Recent research published in the American Journal of Roentgenology studied radiologist characteristics that may impact false-positive rates and sensitivity in diagnostic mammograms performed either for additional evaluation of a recent mammogram or to evaluate a breast problem.
No characteristics associated with false-positive rates could be identified, but the authors did find that academic affiliation and 10-19 years of interpretive experience can lead to greater sensitivity in at least one of the two types of diagnostic mammography that were studied.
Sara L. Jackson, MD, division of general internal medicine at the University of Washington, and colleagues studied survey data from 244 radiologists from 1998 to 2008. The data covered over 274,000 diagnostic mammograms.
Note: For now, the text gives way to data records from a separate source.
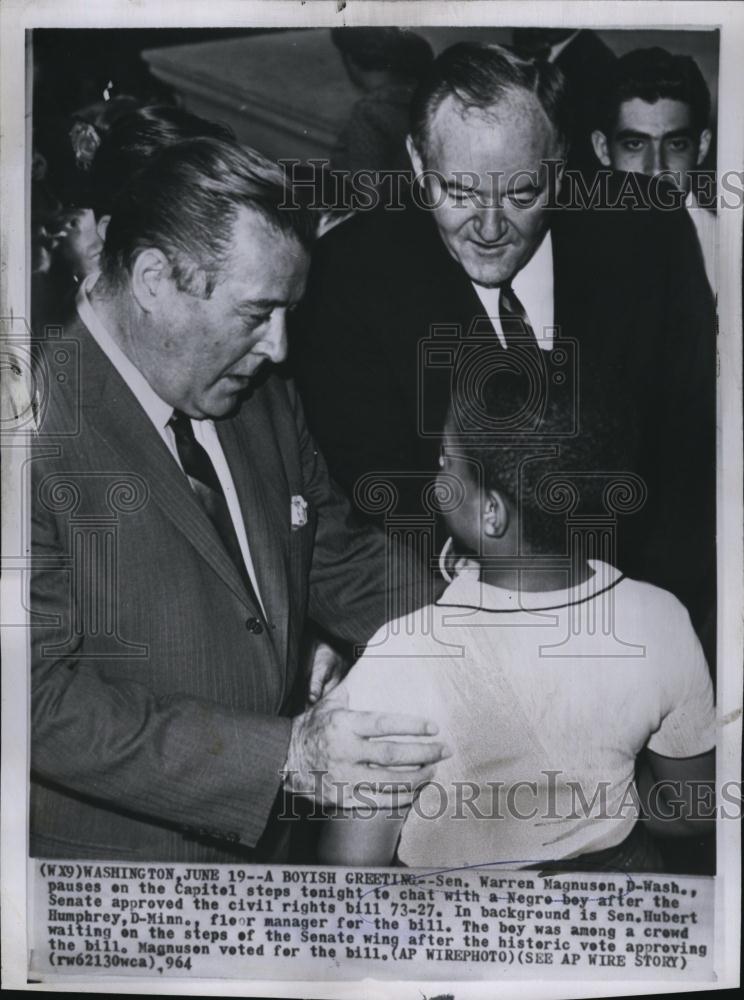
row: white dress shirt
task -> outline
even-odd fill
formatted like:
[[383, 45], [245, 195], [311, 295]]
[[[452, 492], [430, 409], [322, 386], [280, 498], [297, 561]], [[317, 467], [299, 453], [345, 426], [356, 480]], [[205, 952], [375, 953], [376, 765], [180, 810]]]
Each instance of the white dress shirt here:
[[705, 262], [705, 273], [708, 276], [710, 287], [716, 292], [716, 257], [718, 255], [717, 243], [717, 222], [713, 212], [707, 208], [701, 208], [697, 203], [695, 195], [690, 191], [685, 199], [685, 208], [690, 214], [690, 218], [695, 226], [700, 249], [703, 251], [703, 261]]
[[[538, 347], [543, 351], [552, 350], [555, 333], [555, 310], [553, 305], [553, 242], [550, 233], [545, 234], [537, 252], [515, 275], [511, 286], [525, 308]], [[483, 288], [482, 285], [476, 285], [475, 282], [473, 282], [473, 288], [481, 300], [501, 346], [506, 348], [506, 338], [499, 319], [501, 289]]]
[[[142, 372], [129, 360], [126, 354], [124, 354], [122, 349], [114, 341], [111, 334], [101, 322], [101, 319], [93, 308], [89, 297], [89, 293], [95, 285], [97, 279], [98, 274], [91, 274], [81, 284], [77, 295], [78, 316], [88, 328], [91, 336], [117, 370], [119, 375], [121, 375], [124, 379], [135, 399], [150, 418], [153, 427], [165, 442], [168, 451], [173, 456], [174, 461], [178, 464], [181, 471], [183, 471], [183, 467], [181, 466], [181, 462], [178, 457], [175, 434], [173, 433], [173, 429], [170, 427], [170, 419], [173, 416], [173, 407], [170, 403], [166, 403], [165, 400], [158, 396]], [[258, 589], [258, 580], [256, 579], [256, 571], [253, 566], [253, 560], [251, 559], [251, 552], [248, 546], [248, 536], [245, 531], [243, 512], [240, 509], [240, 502], [238, 500], [238, 494], [235, 491], [235, 483], [233, 482], [233, 478], [230, 473], [230, 467], [227, 464], [225, 453], [222, 450], [220, 439], [217, 436], [217, 428], [211, 420], [192, 420], [191, 426], [194, 429], [194, 437], [209, 455], [210, 461], [214, 466], [214, 471], [220, 481], [220, 486], [222, 487], [222, 492], [224, 493], [225, 500], [227, 502], [227, 508], [230, 512], [230, 517], [235, 528], [235, 534], [238, 538], [240, 552], [243, 556], [246, 570], [248, 571], [248, 576], [253, 584], [256, 596], [261, 603], [261, 610], [265, 615], [266, 609], [263, 606], [261, 593]]]

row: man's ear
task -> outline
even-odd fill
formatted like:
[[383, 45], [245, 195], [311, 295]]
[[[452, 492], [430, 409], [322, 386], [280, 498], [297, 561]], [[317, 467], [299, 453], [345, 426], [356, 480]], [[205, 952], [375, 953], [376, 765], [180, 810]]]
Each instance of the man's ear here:
[[592, 146], [594, 147], [594, 155], [597, 157], [602, 166], [612, 166], [607, 136], [604, 132], [600, 132], [598, 128], [592, 132]]
[[102, 243], [106, 242], [106, 230], [108, 229], [109, 222], [111, 222], [110, 215], [102, 215], [96, 222], [96, 232], [98, 233]]
[[483, 534], [486, 538], [502, 538], [509, 527], [509, 507], [498, 490], [488, 490], [483, 508]]
[[145, 312], [157, 308], [170, 291], [171, 267], [168, 258], [157, 247], [140, 250], [131, 271], [132, 294]]
[[418, 174], [422, 174], [424, 172], [424, 161], [421, 159], [421, 154], [416, 149], [416, 145], [410, 135], [406, 136], [406, 149], [408, 150], [408, 158], [411, 161], [414, 174], [417, 176]]
[[700, 142], [698, 143], [698, 155], [697, 155], [697, 165], [703, 162], [705, 157], [708, 155], [708, 150], [710, 149], [710, 140], [713, 138], [713, 133], [709, 128], [704, 128], [700, 133]]

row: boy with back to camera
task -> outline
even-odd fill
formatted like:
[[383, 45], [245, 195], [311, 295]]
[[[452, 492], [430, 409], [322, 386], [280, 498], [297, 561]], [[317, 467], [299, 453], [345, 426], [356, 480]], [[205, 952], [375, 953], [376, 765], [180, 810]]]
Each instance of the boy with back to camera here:
[[[489, 427], [526, 412], [516, 378], [484, 402]], [[712, 828], [700, 805], [712, 802], [713, 688], [682, 604], [611, 564], [604, 503], [613, 484], [633, 488], [618, 471], [621, 436], [599, 412], [566, 435], [552, 401], [539, 433], [484, 441], [462, 433], [462, 404], [456, 395], [438, 477], [451, 532], [440, 566], [456, 575], [428, 615], [381, 629], [341, 686], [354, 708], [435, 719], [453, 754], [412, 807], [337, 813], [321, 860], [663, 870], [647, 825]], [[568, 530], [571, 491], [572, 523], [598, 526], [594, 543]], [[656, 786], [636, 784], [644, 748]], [[673, 798], [698, 805], [675, 810]]]

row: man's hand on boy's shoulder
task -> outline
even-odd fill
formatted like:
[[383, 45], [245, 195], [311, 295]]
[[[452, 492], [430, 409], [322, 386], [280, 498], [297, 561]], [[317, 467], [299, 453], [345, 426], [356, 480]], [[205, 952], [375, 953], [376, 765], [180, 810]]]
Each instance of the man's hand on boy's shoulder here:
[[354, 711], [348, 704], [340, 685], [292, 720], [286, 789], [340, 808], [353, 805], [360, 789], [378, 808], [411, 802], [450, 755], [442, 741], [430, 738], [437, 725], [411, 715]]

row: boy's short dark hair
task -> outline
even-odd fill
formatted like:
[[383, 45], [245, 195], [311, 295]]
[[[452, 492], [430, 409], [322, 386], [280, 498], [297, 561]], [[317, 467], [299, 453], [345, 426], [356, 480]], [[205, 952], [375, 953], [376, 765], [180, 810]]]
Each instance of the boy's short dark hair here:
[[254, 150], [219, 139], [190, 139], [161, 150], [119, 193], [101, 270], [116, 285], [145, 247], [160, 249], [177, 287], [209, 298], [232, 249], [241, 208], [309, 249], [316, 222], [293, 207], [282, 168]]
[[606, 135], [615, 128], [621, 104], [633, 98], [648, 104], [661, 98], [681, 101], [690, 108], [697, 135], [708, 127], [710, 91], [692, 56], [673, 55], [658, 47], [635, 49], [621, 56], [600, 101], [601, 120], [597, 124]]
[[468, 110], [486, 111], [514, 90], [533, 94], [564, 145], [571, 134], [566, 79], [553, 63], [523, 59], [509, 49], [458, 42], [445, 49], [422, 79], [411, 102], [411, 136], [426, 149], [429, 125], [440, 104], [454, 96]]
[[[486, 382], [477, 411], [489, 428], [496, 428], [491, 437], [472, 434], [468, 414], [472, 415], [473, 401], [456, 390], [448, 420], [450, 438], [457, 451], [481, 469], [482, 487], [497, 490], [518, 509], [521, 535], [531, 550], [565, 554], [563, 500], [575, 492], [574, 514], [607, 513], [608, 488], [613, 483], [618, 486], [622, 474], [632, 469], [634, 408], [623, 408], [629, 417], [619, 427], [601, 399], [594, 405], [582, 398], [582, 421], [576, 431], [565, 396], [542, 398], [535, 407], [529, 392], [527, 380], [517, 375], [499, 373]], [[527, 410], [539, 410], [537, 419], [525, 421]], [[525, 423], [528, 430], [522, 429]]]

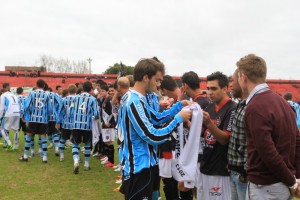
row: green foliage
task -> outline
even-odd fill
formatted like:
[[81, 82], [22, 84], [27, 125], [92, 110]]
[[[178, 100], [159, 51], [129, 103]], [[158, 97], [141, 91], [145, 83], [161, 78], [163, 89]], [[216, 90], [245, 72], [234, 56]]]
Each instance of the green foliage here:
[[126, 66], [125, 64], [115, 63], [113, 66], [109, 66], [104, 74], [118, 74], [119, 71], [122, 71], [123, 75], [133, 74], [134, 67]]

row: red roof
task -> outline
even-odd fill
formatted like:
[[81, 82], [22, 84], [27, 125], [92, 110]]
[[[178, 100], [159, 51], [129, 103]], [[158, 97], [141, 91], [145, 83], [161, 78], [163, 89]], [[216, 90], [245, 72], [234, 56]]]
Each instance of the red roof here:
[[[90, 80], [101, 79], [107, 84], [113, 84], [117, 78], [116, 74], [71, 74], [71, 73], [53, 73], [53, 72], [41, 72], [40, 77], [30, 77], [25, 72], [16, 72], [18, 76], [9, 76], [8, 71], [0, 72], [0, 85], [4, 82], [10, 83], [12, 87], [35, 87], [36, 81], [40, 78], [45, 80], [49, 87], [55, 89], [56, 85], [61, 85], [63, 88], [67, 88], [69, 84], [83, 83], [89, 78]], [[178, 76], [174, 76], [175, 79], [180, 79]], [[65, 83], [62, 81], [65, 80]], [[202, 90], [206, 90], [206, 78], [200, 78], [200, 87]], [[283, 96], [286, 92], [293, 94], [293, 100], [300, 102], [300, 80], [275, 80], [268, 79], [268, 85], [270, 88]]]

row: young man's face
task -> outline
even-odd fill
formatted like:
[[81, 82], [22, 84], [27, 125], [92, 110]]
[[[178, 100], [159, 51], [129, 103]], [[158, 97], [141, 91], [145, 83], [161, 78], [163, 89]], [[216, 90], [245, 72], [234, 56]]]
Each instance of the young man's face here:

Looking over the data, Jackson and colleagues discovered that the overall accuracy of diagnostic mammograms was higher than what had been reported by previous studies. Diagnostic mammograms performed for evaluation of a recent abnormal screening mammogram had a false-positive rate of just under 12% and sensitivity of over 90%. Diagnostic mammograms performed for evaluation of a breast problem had a false-positive rate of over 7% and a sensitivity of just under 84%.
Does this mean previous studies were wrong, or that the examination quality has improved? Not necessarily, according to the authors. It may just mean that the radiologists who took this survey were especially effective.
“It is possible that overall accuracy of diagnostic mammography interpretation has improved over time or that the additional registries included in our study have higher performance,” the authors wrote.
Digging deeper into the data, however, the authors suggested one reason that the improved accuracy could be completely legitimate.
“Arguing for improvement over time, we did find that radiologists with 10–19 years of experience interpreting mammography had higher sensitivity for additional evaluations of a recent mammogram than those who had been interpreting for 20 years or longer,” the authors wrote. “Ten to 19 years represents the period since 1992 when the Mammography Quality Standards Act was passed, and it is possible that with increased standardization of breast imaging training, accuracy has improved.”
That higher sensitivity for radiologists with 10-19 years of interpretive experience is clear when looking over the data. Diagnostic mammograms they performed for additional evaluation following a recent screening mammogram had a sensitivity of 91.9%, compared to 88.1% by those with less experience and 89.6% by those with more experience.
The authors did not find 10-19 years of experience to matter as significantly with diagnostic mammograms performed for evaluation of a breast problem.
One radiologist characteristic that improves sensitivity for both types of diagnostic mammography is academic affiliation.
Diagnostic mammograms performed by an academic radiologists for evaluation of a recent mammogram had a sensitivity of 93.5%, compared to 89.4% by those with no academic affiliation. Diagnostic mammograms performed by an academic radiologists for evaluation of a breast problem had a sensitivity of 85.9%, compared to 83% by those with no academic affiliation.
The authors noted that this is likely related to the fellowship training that academic radiologists receive. In addition, academics receive more referrals, including more complex cases, so they gain that valuable experience.
And while it would be unfair to expect a significant increase in how many diagnostic mammograms get performed by academic radiologists, one change the authors suggest is improving the training for nonacademic radiologists.
“These results suggest that a curricular review of training in academic settings for core content might be standardized and made available to all radiologists,” the authors wrote.